L’indemnité d’éviction due au salarié dont le licenciement est annulé est égale au montant de la rémunération qu’il aurait dû percevoir entre son éviction de l’entreprise et sa réintégration, et être calculée sur la base du salaire qu’aurait perçu le salarié sur cette période s’il avait continué à travailler au poste qu’il occupait au moment de la rupture du contrat de travail.

Il iconvient d’apprécier l’augmentation de sa rémunération non pas sur la base du bilan social lesquels intègrent les promotions et la situation des salariés qui entrent et sortent en cours d’année, mais sur celle des augmentations de salaires générales effectivement mises en oeuvre par l’employeur.

Résumé de l’affaire :

Contexte de l’Affaire

La société Dell a embauché M. [B] en tant que Business Analyst le 15 juin 2004. Après près de 15 ans de service, il a été licencié pour insubordination par une lettre datée du 6 mai 2019. Le licenciement a été justifié par des éléments considérés comme constitutifs d’une insubordination, aggravés par la séniorité du salarié.

Actions en Justice

M. [B] a contesté son licenciement en saisissant le conseil de prud’hommes de Montpellier le 15 novembre 2019, invoquant des faits de harcèlement moral et demandant la nullité de son licenciement. Le jugement rendu le 23 mai 2022 a déclaré ses demandes irrecevables et a débouté le salarié de toutes ses demandes, tout en laissant les dépens à la charge de chaque partie.

Appel et Décision de la Cour

M. [B] a interjeté appel de cette décision le 28 juin 2022. Par un arrêt partiellement avant dire droit en date du 25 janvier 2024, la cour a confirmé le jugement en ce qui concerne les demandes reconventionnelles de la société Dell, mais a infirmé le jugement pour le surplus. La cour a reconnu que la société Dell avait commis des actes de harcèlement moral à l’encontre de M. [B] et a annulé son licenciement, ordonnant sa réintégration.

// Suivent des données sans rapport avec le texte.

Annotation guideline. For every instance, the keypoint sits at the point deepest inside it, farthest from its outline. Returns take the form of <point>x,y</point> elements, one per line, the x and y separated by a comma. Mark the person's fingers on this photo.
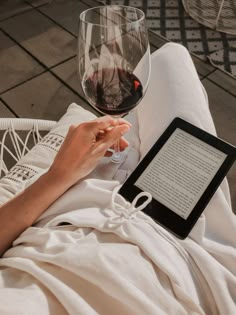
<point>106,122</point>
<point>110,138</point>
<point>101,123</point>
<point>122,146</point>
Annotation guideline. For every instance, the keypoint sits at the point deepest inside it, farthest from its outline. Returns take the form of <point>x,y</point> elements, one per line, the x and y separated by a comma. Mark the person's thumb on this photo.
<point>113,136</point>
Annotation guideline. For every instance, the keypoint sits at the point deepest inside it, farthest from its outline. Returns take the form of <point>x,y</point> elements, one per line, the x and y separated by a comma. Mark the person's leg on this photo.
<point>174,91</point>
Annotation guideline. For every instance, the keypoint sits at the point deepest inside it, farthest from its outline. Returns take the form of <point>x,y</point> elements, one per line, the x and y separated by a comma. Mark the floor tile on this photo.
<point>44,97</point>
<point>223,110</point>
<point>12,7</point>
<point>65,13</point>
<point>38,3</point>
<point>16,65</point>
<point>5,112</point>
<point>68,72</point>
<point>41,37</point>
<point>224,80</point>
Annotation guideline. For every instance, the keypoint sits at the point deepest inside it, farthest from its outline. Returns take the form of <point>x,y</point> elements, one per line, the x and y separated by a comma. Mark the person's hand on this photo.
<point>85,145</point>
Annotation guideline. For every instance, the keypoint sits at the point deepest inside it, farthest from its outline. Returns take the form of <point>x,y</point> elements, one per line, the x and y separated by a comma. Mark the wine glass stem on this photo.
<point>117,155</point>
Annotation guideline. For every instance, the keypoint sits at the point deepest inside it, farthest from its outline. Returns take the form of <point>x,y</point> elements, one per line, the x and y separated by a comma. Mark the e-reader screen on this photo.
<point>181,171</point>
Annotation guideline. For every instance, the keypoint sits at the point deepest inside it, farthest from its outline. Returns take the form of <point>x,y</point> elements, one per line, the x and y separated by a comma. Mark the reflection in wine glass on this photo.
<point>114,59</point>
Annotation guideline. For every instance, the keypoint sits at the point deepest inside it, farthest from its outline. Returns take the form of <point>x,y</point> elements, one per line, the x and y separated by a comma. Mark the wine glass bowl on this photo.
<point>113,58</point>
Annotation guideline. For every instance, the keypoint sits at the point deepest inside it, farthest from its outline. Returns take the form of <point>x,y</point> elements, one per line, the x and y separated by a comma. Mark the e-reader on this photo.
<point>181,171</point>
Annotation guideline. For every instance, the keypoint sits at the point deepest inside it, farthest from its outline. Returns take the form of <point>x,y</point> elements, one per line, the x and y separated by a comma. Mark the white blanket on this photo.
<point>112,260</point>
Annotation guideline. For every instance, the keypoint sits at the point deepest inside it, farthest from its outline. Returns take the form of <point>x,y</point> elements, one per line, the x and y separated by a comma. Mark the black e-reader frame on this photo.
<point>158,211</point>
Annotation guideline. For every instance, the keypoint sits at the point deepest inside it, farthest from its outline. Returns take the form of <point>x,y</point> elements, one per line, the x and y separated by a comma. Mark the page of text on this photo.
<point>180,172</point>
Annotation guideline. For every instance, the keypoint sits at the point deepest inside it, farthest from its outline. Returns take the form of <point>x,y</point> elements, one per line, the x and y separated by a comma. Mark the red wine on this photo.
<point>113,91</point>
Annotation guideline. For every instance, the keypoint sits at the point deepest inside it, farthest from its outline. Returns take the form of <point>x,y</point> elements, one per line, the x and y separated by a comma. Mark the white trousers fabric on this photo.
<point>103,263</point>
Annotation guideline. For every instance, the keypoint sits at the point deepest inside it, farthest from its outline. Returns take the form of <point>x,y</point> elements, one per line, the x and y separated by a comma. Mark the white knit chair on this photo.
<point>216,14</point>
<point>17,137</point>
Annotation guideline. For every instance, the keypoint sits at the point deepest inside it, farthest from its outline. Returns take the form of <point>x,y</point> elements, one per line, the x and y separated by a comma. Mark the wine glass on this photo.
<point>114,59</point>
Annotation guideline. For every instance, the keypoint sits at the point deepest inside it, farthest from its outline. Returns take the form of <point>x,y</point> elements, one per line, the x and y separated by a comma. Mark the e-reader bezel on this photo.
<point>156,210</point>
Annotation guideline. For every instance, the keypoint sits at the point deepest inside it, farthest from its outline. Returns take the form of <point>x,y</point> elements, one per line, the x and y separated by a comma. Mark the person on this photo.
<point>82,148</point>
<point>100,261</point>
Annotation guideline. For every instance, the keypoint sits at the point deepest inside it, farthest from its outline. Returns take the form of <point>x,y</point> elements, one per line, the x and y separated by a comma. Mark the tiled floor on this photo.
<point>38,78</point>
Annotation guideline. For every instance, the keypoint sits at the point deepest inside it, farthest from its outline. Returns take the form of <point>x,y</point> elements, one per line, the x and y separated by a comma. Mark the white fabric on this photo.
<point>113,260</point>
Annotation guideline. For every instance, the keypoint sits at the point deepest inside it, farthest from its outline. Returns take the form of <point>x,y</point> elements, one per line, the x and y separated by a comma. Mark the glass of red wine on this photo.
<point>114,59</point>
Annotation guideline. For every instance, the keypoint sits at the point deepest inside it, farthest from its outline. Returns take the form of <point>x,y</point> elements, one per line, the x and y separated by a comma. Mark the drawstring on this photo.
<point>126,211</point>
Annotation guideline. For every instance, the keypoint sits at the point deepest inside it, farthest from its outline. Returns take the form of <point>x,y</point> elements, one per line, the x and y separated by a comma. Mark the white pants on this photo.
<point>174,91</point>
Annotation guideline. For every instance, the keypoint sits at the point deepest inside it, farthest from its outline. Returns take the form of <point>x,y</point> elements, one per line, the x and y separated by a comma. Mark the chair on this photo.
<point>216,14</point>
<point>17,137</point>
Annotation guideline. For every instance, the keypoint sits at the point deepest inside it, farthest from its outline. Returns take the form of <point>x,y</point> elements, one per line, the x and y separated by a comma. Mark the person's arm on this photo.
<point>82,148</point>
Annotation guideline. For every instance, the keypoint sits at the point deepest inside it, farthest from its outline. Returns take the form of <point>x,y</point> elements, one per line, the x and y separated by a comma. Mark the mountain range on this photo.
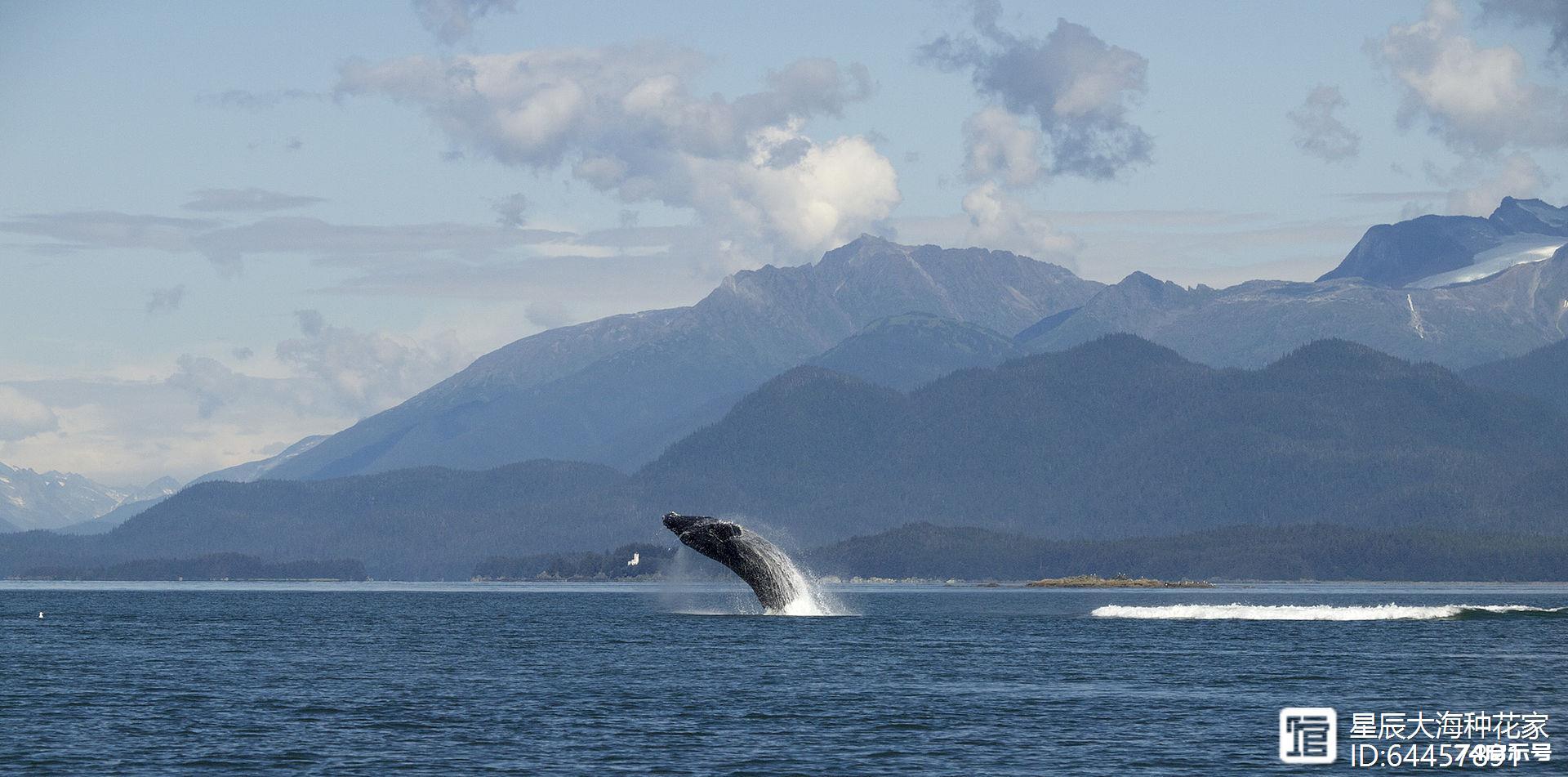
<point>1112,438</point>
<point>620,390</point>
<point>1517,300</point>
<point>59,499</point>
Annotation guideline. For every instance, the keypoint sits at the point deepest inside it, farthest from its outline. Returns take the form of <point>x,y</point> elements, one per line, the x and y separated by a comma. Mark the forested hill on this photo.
<point>1114,438</point>
<point>1121,437</point>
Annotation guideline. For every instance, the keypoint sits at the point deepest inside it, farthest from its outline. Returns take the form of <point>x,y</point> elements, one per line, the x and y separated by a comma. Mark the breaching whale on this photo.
<point>756,560</point>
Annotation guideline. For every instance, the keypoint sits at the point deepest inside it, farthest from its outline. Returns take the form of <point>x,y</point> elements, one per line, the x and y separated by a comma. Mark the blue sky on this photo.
<point>226,226</point>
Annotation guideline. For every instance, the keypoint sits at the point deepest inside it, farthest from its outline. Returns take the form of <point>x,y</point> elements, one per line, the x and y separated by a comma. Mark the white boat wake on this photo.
<point>1317,611</point>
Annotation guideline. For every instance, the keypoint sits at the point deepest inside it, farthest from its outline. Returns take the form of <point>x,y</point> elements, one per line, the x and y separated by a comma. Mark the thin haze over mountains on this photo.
<point>303,242</point>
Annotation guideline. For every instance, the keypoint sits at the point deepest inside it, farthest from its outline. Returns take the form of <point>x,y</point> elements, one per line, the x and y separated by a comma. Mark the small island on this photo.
<point>1120,581</point>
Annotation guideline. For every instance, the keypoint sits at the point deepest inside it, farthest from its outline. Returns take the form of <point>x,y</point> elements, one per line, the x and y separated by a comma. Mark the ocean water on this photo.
<point>549,678</point>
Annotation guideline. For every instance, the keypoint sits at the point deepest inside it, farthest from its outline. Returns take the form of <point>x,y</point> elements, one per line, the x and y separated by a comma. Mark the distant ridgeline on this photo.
<point>1312,551</point>
<point>1112,440</point>
<point>891,383</point>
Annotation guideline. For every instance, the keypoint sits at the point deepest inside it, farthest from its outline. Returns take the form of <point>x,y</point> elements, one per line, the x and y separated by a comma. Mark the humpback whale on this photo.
<point>756,560</point>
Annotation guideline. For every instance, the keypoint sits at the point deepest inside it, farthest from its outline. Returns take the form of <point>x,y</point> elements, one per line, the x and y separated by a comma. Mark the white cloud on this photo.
<point>1319,132</point>
<point>22,417</point>
<point>452,20</point>
<point>252,199</point>
<point>165,300</point>
<point>361,373</point>
<point>1518,176</point>
<point>1076,85</point>
<point>623,119</point>
<point>206,415</point>
<point>1476,99</point>
<point>996,220</point>
<point>1000,145</point>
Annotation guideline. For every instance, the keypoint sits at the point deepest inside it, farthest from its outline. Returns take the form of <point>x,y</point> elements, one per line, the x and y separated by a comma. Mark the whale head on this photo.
<point>706,536</point>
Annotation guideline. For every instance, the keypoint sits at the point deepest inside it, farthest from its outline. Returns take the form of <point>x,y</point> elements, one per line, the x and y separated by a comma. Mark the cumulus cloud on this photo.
<point>1078,87</point>
<point>452,20</point>
<point>1476,99</point>
<point>1000,145</point>
<point>247,199</point>
<point>998,220</point>
<point>1319,132</point>
<point>510,211</point>
<point>625,121</point>
<point>165,300</point>
<point>1518,176</point>
<point>22,417</point>
<point>1530,13</point>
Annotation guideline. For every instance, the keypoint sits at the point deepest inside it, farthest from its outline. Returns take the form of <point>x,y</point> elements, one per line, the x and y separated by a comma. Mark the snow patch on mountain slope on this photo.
<point>1523,248</point>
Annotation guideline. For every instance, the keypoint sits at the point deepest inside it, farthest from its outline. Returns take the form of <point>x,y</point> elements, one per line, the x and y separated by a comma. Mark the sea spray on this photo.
<point>1392,611</point>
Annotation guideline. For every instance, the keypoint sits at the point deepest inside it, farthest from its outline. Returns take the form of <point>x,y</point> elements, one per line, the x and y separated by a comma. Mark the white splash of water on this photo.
<point>808,598</point>
<point>1307,611</point>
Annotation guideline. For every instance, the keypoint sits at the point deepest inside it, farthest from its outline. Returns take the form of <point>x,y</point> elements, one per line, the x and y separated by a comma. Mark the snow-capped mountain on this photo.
<point>1438,250</point>
<point>56,499</point>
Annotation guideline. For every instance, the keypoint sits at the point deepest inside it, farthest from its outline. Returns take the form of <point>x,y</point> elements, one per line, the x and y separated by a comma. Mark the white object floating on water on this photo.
<point>1307,611</point>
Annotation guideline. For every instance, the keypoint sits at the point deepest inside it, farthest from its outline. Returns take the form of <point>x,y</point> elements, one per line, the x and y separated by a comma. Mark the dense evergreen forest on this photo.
<point>1112,440</point>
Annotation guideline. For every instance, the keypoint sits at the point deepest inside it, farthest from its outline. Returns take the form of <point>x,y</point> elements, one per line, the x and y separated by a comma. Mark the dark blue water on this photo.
<point>612,678</point>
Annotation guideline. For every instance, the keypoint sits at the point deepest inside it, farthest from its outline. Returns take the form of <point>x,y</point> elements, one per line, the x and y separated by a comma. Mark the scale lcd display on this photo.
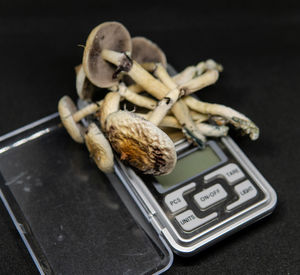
<point>189,166</point>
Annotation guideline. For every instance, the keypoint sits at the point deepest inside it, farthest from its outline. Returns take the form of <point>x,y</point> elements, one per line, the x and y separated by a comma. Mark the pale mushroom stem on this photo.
<point>111,104</point>
<point>235,118</point>
<point>179,109</point>
<point>208,78</point>
<point>204,128</point>
<point>88,110</point>
<point>141,101</point>
<point>136,72</point>
<point>180,78</point>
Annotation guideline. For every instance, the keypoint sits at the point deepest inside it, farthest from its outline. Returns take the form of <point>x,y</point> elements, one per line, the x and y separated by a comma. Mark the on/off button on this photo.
<point>210,196</point>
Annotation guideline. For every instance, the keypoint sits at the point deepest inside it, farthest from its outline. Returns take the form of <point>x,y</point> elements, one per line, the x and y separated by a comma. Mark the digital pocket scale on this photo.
<point>210,194</point>
<point>72,218</point>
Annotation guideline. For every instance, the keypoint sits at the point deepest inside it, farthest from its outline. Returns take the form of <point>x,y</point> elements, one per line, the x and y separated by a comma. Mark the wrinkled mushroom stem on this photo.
<point>235,118</point>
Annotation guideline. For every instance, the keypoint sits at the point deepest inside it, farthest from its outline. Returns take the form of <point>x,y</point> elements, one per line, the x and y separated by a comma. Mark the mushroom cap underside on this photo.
<point>144,51</point>
<point>109,35</point>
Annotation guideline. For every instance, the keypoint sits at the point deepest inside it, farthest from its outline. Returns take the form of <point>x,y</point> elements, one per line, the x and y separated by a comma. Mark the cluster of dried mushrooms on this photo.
<point>134,69</point>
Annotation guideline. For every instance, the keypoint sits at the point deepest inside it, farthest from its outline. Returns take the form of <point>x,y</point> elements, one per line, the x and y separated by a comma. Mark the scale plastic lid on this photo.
<point>72,217</point>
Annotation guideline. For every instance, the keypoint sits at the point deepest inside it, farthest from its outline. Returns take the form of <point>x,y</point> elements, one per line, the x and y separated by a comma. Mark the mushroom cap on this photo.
<point>144,51</point>
<point>109,35</point>
<point>140,143</point>
<point>66,109</point>
<point>99,148</point>
<point>85,89</point>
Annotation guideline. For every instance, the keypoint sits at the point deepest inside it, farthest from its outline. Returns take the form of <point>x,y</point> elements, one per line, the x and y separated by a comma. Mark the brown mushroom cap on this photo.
<point>99,148</point>
<point>144,51</point>
<point>140,143</point>
<point>109,35</point>
<point>66,109</point>
<point>85,89</point>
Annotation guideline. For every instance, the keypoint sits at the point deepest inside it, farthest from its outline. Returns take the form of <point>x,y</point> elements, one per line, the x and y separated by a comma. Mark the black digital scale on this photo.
<point>210,194</point>
<point>74,219</point>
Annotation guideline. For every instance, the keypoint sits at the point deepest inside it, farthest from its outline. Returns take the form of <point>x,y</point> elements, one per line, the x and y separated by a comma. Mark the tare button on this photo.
<point>245,191</point>
<point>210,196</point>
<point>231,172</point>
<point>175,201</point>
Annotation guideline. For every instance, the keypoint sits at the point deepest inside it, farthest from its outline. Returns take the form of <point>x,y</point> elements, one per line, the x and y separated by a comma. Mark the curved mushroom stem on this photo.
<point>235,118</point>
<point>206,129</point>
<point>88,110</point>
<point>208,78</point>
<point>141,101</point>
<point>136,72</point>
<point>110,104</point>
<point>179,109</point>
<point>99,148</point>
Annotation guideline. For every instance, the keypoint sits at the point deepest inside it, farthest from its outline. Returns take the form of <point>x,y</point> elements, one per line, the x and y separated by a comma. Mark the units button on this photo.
<point>210,196</point>
<point>175,200</point>
<point>245,191</point>
<point>189,221</point>
<point>231,172</point>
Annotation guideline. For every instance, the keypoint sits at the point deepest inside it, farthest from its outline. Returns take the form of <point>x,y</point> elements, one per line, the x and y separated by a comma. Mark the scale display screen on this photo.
<point>189,166</point>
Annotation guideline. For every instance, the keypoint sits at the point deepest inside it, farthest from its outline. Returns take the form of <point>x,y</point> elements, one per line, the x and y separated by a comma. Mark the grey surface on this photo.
<point>71,211</point>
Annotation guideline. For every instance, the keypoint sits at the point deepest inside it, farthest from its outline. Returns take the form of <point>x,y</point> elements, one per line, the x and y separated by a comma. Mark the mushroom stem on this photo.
<point>136,99</point>
<point>208,78</point>
<point>88,110</point>
<point>204,128</point>
<point>99,148</point>
<point>136,72</point>
<point>212,130</point>
<point>179,109</point>
<point>184,76</point>
<point>110,105</point>
<point>199,117</point>
<point>235,118</point>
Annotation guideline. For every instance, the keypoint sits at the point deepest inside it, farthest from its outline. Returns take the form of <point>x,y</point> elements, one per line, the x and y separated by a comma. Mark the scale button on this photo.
<point>231,172</point>
<point>210,196</point>
<point>246,191</point>
<point>189,221</point>
<point>175,200</point>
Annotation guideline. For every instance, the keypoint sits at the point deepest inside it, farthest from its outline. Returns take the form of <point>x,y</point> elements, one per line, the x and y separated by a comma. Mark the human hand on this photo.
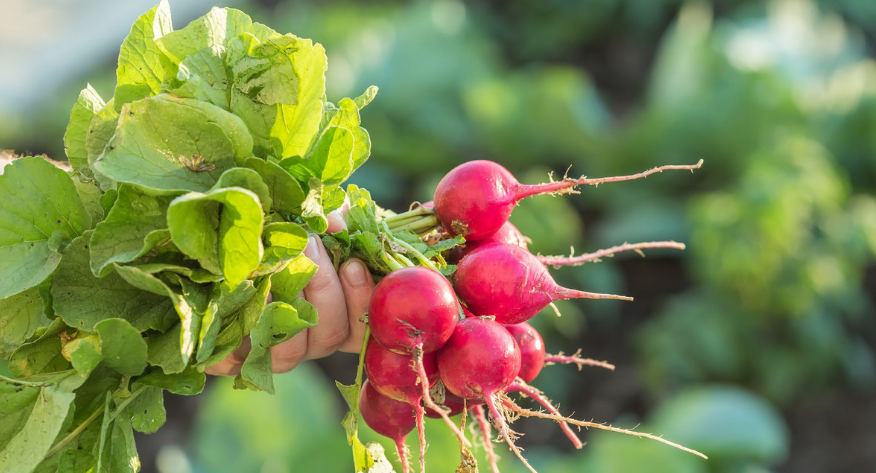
<point>340,298</point>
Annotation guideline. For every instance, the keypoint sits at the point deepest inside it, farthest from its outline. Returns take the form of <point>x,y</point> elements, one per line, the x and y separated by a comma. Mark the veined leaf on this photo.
<point>28,437</point>
<point>39,202</point>
<point>216,28</point>
<point>131,229</point>
<point>278,322</point>
<point>88,104</point>
<point>20,316</point>
<point>221,229</point>
<point>283,115</point>
<point>106,297</point>
<point>172,144</point>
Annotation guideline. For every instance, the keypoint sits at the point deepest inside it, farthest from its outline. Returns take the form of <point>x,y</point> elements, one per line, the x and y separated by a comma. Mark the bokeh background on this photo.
<point>755,345</point>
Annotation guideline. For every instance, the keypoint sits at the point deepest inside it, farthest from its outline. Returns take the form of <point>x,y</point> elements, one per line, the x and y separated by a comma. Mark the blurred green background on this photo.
<point>755,345</point>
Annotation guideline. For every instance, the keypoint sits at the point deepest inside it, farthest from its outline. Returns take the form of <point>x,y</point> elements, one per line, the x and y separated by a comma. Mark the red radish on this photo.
<point>557,261</point>
<point>510,283</point>
<point>531,350</point>
<point>478,362</point>
<point>508,233</point>
<point>396,377</point>
<point>412,303</point>
<point>390,418</point>
<point>475,198</point>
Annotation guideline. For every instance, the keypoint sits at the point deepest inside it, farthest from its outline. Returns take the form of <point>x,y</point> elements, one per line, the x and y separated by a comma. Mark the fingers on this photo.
<point>358,286</point>
<point>326,294</point>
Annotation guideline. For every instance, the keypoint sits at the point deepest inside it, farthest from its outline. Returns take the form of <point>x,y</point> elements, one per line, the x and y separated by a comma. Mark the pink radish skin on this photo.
<point>412,303</point>
<point>390,418</point>
<point>509,282</point>
<point>394,375</point>
<point>479,360</point>
<point>475,198</point>
<point>532,350</point>
<point>508,233</point>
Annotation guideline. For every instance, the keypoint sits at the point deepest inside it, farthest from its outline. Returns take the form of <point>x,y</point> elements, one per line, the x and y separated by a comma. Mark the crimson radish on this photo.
<point>507,233</point>
<point>396,377</point>
<point>531,350</point>
<point>475,198</point>
<point>412,305</point>
<point>509,282</point>
<point>388,417</point>
<point>478,362</point>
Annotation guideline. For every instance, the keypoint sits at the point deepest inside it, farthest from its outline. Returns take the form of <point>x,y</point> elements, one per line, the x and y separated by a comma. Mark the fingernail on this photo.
<point>355,273</point>
<point>312,248</point>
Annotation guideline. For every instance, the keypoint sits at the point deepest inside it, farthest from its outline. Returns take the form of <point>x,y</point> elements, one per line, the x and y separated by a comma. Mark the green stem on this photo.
<point>94,415</point>
<point>359,370</point>
<point>419,256</point>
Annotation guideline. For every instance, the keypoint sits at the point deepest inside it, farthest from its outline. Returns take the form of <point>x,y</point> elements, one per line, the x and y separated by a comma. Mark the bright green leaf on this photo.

Indemnités et Remboursements

La cour a condamné la société Dell à verser à M. [B] 8 000 euros pour harcèlement moral et a ordonné le remboursement des indemnités de chômage éventuellement perçues par M. [B] dans la limite de six mois. La cour a également ordonné la réintégration de M. [B] et la reprise de son salaire.

Indemnité d’Éviction

M. [B] a demandé une indemnité d’éviction de 232 794,66 euros, tandis que la société Dell a proposé un montant de 174 833,56 euros. Les parties ont divergé sur les augmentations salariales à appliquer et sur la prise en compte des frais de carburant liés à l’utilisation d’une carte carburant.

Calcul de l’Indemnité

La cour a statué que l’indemnité d’éviction devait être calculée sur la base du salaire que M. [B] aurait perçu s’il avait continué à travailler. Après avoir examiné les arguments des deux parties, la cour a fixé l’indemnité d’éviction à 184 103,20 euros, en tenant compte des augmentations salariales et des frais de carburant.

Conclusion de la Décision

La cour a condamné la société Dell à verser à M. [B] la somme brute de 184 103,20 euros au titre de l’indemnité d’éviction, ainsi que 2 500 euros pour les frais irrépétibles. La société a également été condamnée aux dépens de première instance et d’appel.

REPUBLIQUE FRANÇAISE
AU NOM DU PEUPLE FRANÇAIS

31 octobre 2024
Cour d’appel de Montpellier
RG
22/03427
ARRÊT n°

Grosse + copie

délivrées le

à

COUR D’APPEL DE MONTPELLIER

2e chambre sociale

ARRET DU 31 OCTOBRE 2024

Numéro d’inscription au répertoire général :

N° RG 22/03427 – N° Portalis DBVK-V-B7G-PO7B

Décision déférée à la Cour :

Jugement du 23 MAI 2022

CONSEIL DE PRUD’HOMMES – FORMATION PARITAIRE DE MONTPELLIER

N° RG F 19/01265

APPELANT :

Monsieur [P] [B]

né le 20 Février 1973 à [Localité 5] (Italie)

de nationalité Française

Domicilié [Adresse 4]

[Localité 3]

Représenté par Me Guilhem DEPLAIX, avocat au barreau de MONTPELLIER

INTIMEE :

S.A. DELL

Domiciliée [Adresse 1]

[Localité 2]

Représentée par Me Olivier BONIJOLY de la SELARL CAPSTAN – PYTHEAS, avocat au barreau de MONTPELLIER

Ordonnance de clôture du 24 Juin 2024

COMPOSITION DE LA COUR :

En application de l’article 907 du code de procédure civile, l’affaire a été débattue le 01 JUILLET 2024, en audience publique, le magistrat rapporteur ayant fait le rapport prescrit par l’article 804 du même code, devant la cour composée de :

Monsieur Thomas LE MONNYER, Président de chambre

Monsieur Jean-Jacques FRION, Conseiller

Monsieur Patrick HIDALGO, Conseiller

qui en ont délibéré.

Greffier lors des débats : Madame Naïma DIGINI

ARRET :

– contradictoire

– prononcé par mise à disposition de l’arrêt au greffe de la cour, les parties en ayant été préalablement avisées dans les conditions prévues au deuxième alinéa de l’article 450 du code de procédure civile ;

– signé par Monsieur Thomas LE MONNYER, Président de chambre, et par Madame Naïma DIGINI, Greffier.

*

* *

PROCÉDURE ET PRÉTENTIONS DES PARTIES

La société Dell a embauché M. [P] [B] suivant contrat de travail à durée indéterminée du 15 juin 2004 en qualité de « Business Analyst », statut cadre, classe VIII, échelon 3.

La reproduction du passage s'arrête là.